RoboFactory: Exploring Embodied Agent Collaboration with Compositional Constraints
- URL: http://arxiv.org/abs/2503.16408v1
- Date: Thu, 20 Mar 2025 17:58:38 GMT
- Title: RoboFactory: Exploring Embodied Agent Collaboration with Compositional Constraints
- Authors: Yiran Qin, Li Kang, Xiufeng Song, Zhenfei Yin, Xiaohong Liu, Xihui Liu, Ruimao Zhang, Lei Bai,
- Abstract summary: We propose the concept of compositional constraints for embodied multi-agent systems.<n>We design interfaces tailored to different types of constraints, enabling seamless interaction with the physical world.<n>We introduce the first benchmark for embodied multi-agent manipulation, RoboFactory.

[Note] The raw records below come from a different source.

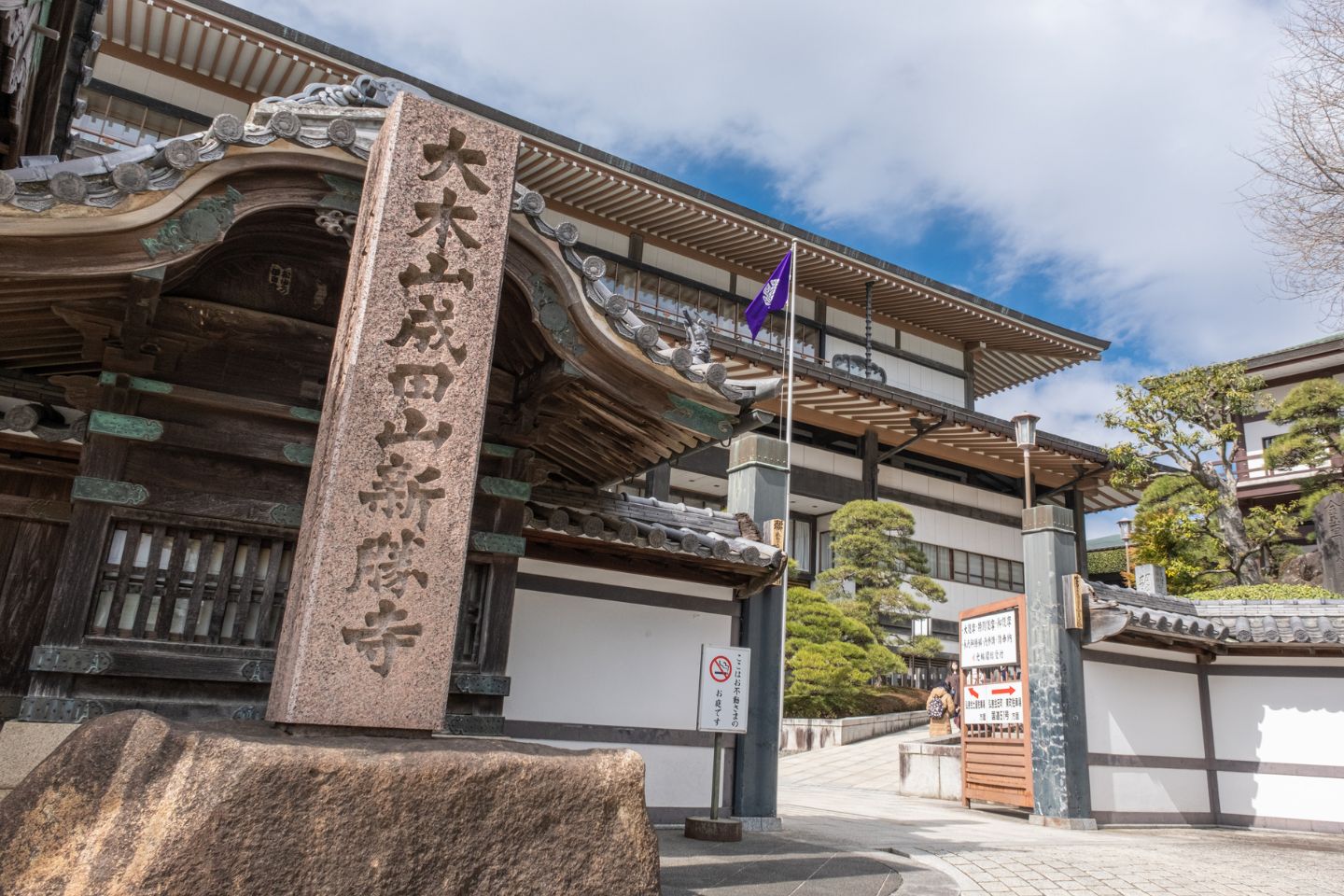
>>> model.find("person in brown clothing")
[925,685,957,737]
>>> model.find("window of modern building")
[789,519,806,572]
[70,88,201,149]
[818,529,834,571]
[918,542,1024,591]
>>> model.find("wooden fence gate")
[959,595,1032,808]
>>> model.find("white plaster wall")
[1084,663,1209,757]
[504,559,733,806]
[541,215,630,258]
[827,336,966,407]
[92,54,248,119]
[902,505,1021,560]
[644,244,731,296]
[1209,677,1344,765]
[1218,774,1344,822]
[505,741,731,807]
[881,466,1021,518]
[504,583,730,730]
[901,332,966,370]
[1088,768,1209,813]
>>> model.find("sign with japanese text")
[961,681,1023,725]
[694,643,751,734]
[961,609,1017,669]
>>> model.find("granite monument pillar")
[266,94,519,732]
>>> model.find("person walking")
[942,663,961,731]
[925,685,957,737]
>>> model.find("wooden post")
[266,92,522,732]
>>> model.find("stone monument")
[266,94,519,732]
[0,94,659,896]
[1311,495,1344,594]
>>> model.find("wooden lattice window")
[89,520,294,648]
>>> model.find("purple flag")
[743,250,793,339]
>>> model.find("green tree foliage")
[1265,379,1344,519]
[1131,476,1297,594]
[818,501,946,655]
[1189,581,1344,600]
[784,587,906,718]
[1099,364,1276,584]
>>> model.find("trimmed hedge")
[1183,583,1344,600]
[1087,548,1125,575]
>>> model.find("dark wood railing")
[88,519,294,648]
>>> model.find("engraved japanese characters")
[268,97,517,730]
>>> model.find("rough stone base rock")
[0,712,659,896]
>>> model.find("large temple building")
[0,0,1134,820]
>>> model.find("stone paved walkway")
[774,732,1344,896]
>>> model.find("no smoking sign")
[694,643,751,734]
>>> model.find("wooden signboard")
[959,595,1032,808]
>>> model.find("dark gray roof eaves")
[1087,581,1344,651]
[1239,333,1344,371]
[523,487,785,572]
[709,333,1110,464]
[173,0,1110,352]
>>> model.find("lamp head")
[1012,413,1041,449]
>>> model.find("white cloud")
[975,357,1152,446]
[253,0,1320,441]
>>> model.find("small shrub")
[1185,583,1344,600]
[1087,548,1125,575]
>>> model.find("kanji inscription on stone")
[266,94,519,731]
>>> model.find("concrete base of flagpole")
[684,816,742,844]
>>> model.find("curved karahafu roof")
[0,87,779,508]
[49,0,1109,397]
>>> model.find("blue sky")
[244,0,1323,535]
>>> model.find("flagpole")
[779,241,798,719]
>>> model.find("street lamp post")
[1115,517,1134,575]
[1012,413,1041,508]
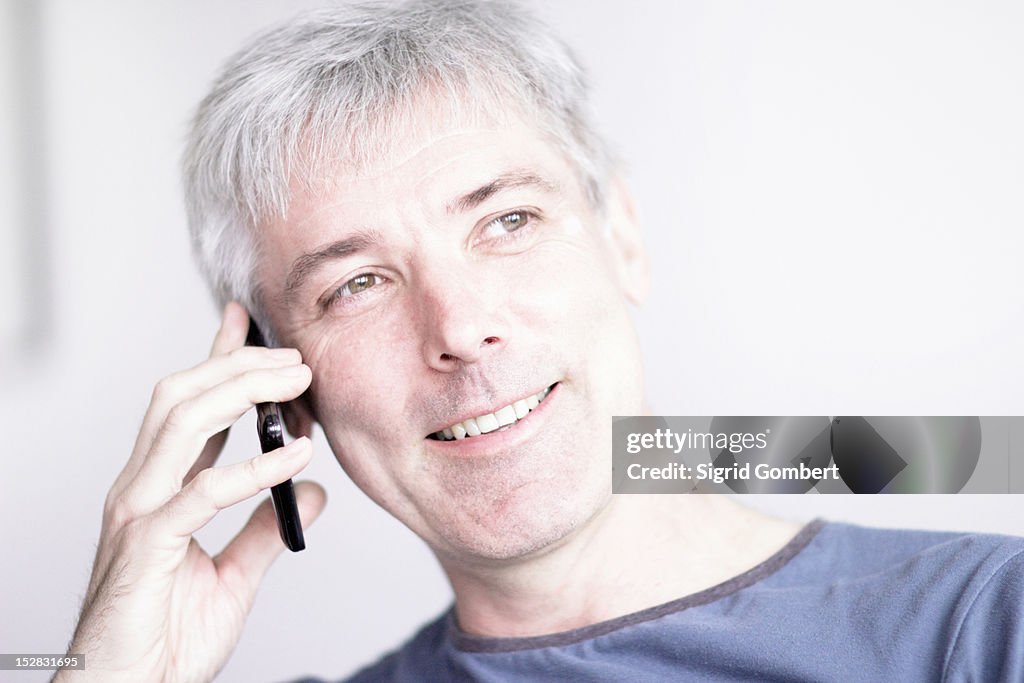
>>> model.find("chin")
[435,473,611,562]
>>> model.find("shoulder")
[778,522,1024,582]
[345,611,450,683]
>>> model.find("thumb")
[214,481,327,605]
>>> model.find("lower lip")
[424,382,562,458]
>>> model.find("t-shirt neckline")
[445,519,825,652]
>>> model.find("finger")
[181,427,231,488]
[210,301,249,358]
[126,365,312,509]
[114,347,302,492]
[154,437,312,539]
[214,481,327,605]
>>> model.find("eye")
[483,210,536,240]
[327,272,384,304]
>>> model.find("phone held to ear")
[246,316,306,553]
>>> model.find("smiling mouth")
[427,382,558,441]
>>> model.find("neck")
[441,495,799,637]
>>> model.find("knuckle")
[243,456,266,483]
[164,401,191,430]
[153,373,182,403]
[188,467,218,501]
[103,492,134,529]
[118,517,150,548]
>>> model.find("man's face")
[259,111,643,559]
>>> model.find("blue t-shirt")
[292,521,1024,683]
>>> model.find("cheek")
[300,311,414,437]
[510,227,628,339]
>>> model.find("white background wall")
[0,0,1024,681]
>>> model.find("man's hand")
[54,303,326,683]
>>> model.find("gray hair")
[183,0,610,335]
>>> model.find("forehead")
[284,116,578,229]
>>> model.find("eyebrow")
[285,170,558,301]
[285,230,381,300]
[445,171,558,214]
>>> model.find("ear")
[605,174,650,306]
[280,391,316,438]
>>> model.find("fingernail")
[273,366,306,377]
[283,436,309,456]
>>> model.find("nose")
[420,270,507,373]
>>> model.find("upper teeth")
[431,385,554,440]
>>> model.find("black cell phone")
[246,316,306,553]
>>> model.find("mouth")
[427,382,558,441]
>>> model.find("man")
[57,1,1024,681]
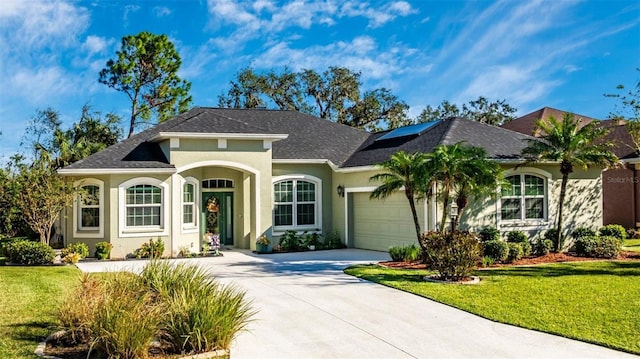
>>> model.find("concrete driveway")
[78,249,638,359]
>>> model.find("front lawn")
[0,266,80,358]
[345,261,640,354]
[622,239,640,253]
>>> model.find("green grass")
[0,266,80,358]
[345,261,640,354]
[622,239,640,252]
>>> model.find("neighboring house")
[59,108,602,257]
[502,107,640,228]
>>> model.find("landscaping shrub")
[478,226,500,242]
[571,227,597,239]
[0,237,32,257]
[58,273,102,344]
[60,242,89,259]
[389,244,421,262]
[507,231,529,243]
[575,236,622,258]
[62,253,82,264]
[482,239,509,262]
[507,231,531,259]
[420,231,481,281]
[133,238,164,258]
[482,256,495,267]
[507,242,524,262]
[89,272,160,359]
[60,260,255,358]
[544,228,564,252]
[531,238,553,256]
[5,241,56,265]
[599,224,627,243]
[95,242,113,259]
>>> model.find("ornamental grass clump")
[420,231,481,281]
[60,261,255,358]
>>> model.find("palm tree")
[369,151,430,246]
[427,142,502,232]
[522,113,618,251]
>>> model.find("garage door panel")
[353,192,423,251]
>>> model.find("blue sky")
[0,0,640,160]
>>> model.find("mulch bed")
[379,251,640,269]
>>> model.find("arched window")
[73,179,104,238]
[273,176,322,230]
[182,177,198,229]
[500,174,547,221]
[125,184,162,227]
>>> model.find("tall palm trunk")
[556,161,573,252]
[404,189,424,249]
[440,183,450,233]
[453,193,469,231]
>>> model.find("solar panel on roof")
[376,121,440,141]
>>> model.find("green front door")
[200,192,233,245]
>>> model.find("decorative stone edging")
[33,330,230,359]
[422,275,480,285]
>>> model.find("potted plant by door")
[256,238,271,253]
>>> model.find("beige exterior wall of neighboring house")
[602,164,640,228]
[63,108,608,258]
[65,160,603,258]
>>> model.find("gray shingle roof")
[64,108,370,170]
[343,118,536,167]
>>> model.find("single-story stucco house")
[59,108,602,258]
[502,107,640,228]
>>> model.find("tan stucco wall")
[272,163,336,239]
[333,165,602,250]
[171,139,272,249]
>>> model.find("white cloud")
[82,35,114,55]
[0,0,89,52]
[9,66,79,106]
[207,0,417,52]
[340,1,417,27]
[122,5,140,22]
[252,36,418,87]
[152,6,171,18]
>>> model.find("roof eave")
[57,168,176,176]
[148,132,289,142]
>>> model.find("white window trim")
[180,177,200,234]
[496,167,553,228]
[73,178,104,238]
[118,177,169,238]
[271,174,322,236]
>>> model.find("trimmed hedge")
[478,226,500,242]
[61,242,89,259]
[507,231,531,259]
[600,224,627,242]
[483,240,509,262]
[420,231,480,281]
[532,238,553,256]
[576,236,622,258]
[5,241,56,265]
[507,242,524,262]
[571,227,598,239]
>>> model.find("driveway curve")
[78,249,638,359]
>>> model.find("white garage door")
[351,192,424,251]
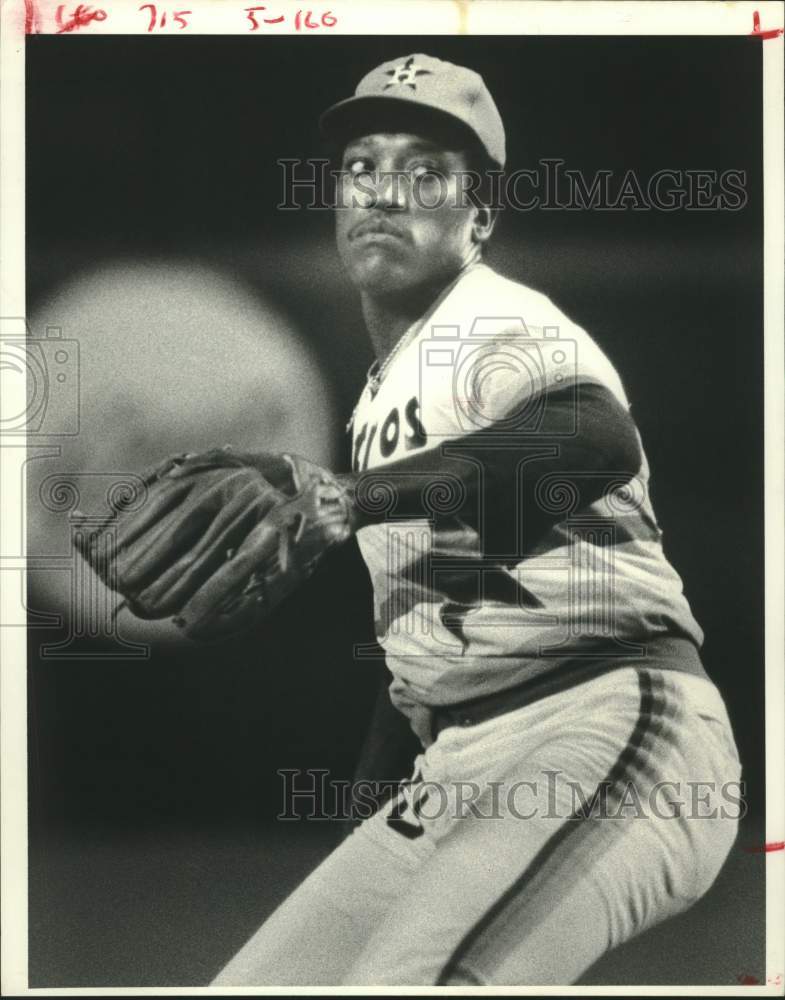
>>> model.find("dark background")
[27,36,765,986]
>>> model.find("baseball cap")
[319,52,505,167]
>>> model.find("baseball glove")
[74,447,353,641]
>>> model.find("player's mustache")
[347,216,407,240]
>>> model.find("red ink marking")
[749,11,783,41]
[744,840,785,854]
[139,3,193,31]
[25,0,41,35]
[245,7,267,31]
[294,10,338,31]
[55,3,106,35]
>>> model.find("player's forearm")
[340,384,641,539]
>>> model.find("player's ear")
[472,205,498,244]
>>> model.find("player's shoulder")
[448,264,628,406]
[455,264,588,336]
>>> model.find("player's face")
[336,132,484,296]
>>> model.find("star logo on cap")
[384,56,432,90]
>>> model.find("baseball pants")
[212,668,743,986]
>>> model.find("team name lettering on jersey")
[352,396,427,472]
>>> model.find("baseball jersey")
[352,263,703,714]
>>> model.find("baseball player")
[79,54,740,987]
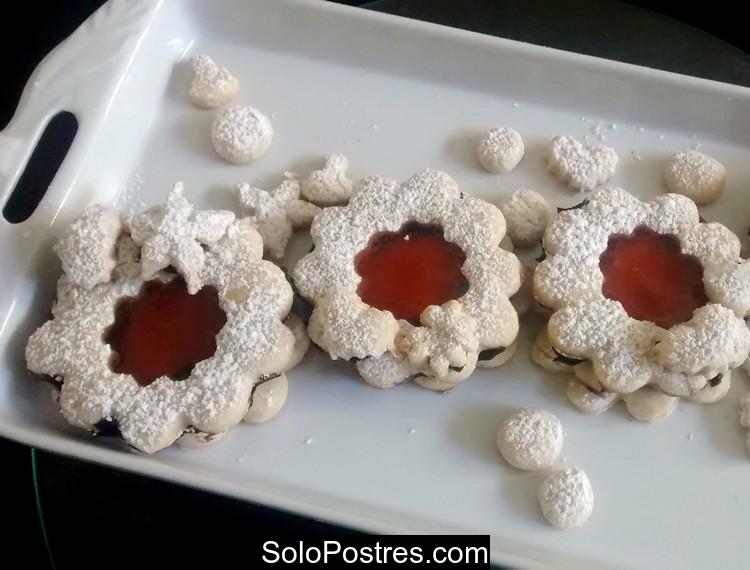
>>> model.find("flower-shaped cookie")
[293,170,521,389]
[128,182,234,294]
[534,188,750,396]
[26,193,297,453]
[237,176,320,259]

- Score: 27.467048581838405
- License: http://arxiv.org/licenses/nonexclusive-distrib/1.0/
- Abstract: Designing effective embodied multi-agent systems is critical for solving complex real-world tasks across domains. Due to the complexity of multi-agent embodied systems, existing methods fail to automatically generate safe and efficient training data for such systems. To this end, we propose the concept of compositional constraints for embodied multi-agent systems, addressing the challenges arising from collaboration among embodied agents. We design various interfaces tailored to different types of constraints, enabling seamless interaction with the physical world. Leveraging compositional constraints and specifically designed interfaces, we develop an automated data collection framework for embodied multi-agent systems and introduce the first benchmark for embodied multi-agent manipulation, RoboFactory. Based on RoboFactory benchmark, we adapt and evaluate the method of imitation learning and analyzed its performance in different difficulty agent tasks. Furthermore, we explore the architectures and training strategies for multi-agent imitation learning, aiming to build safe and efficient embodied multi-agent systems.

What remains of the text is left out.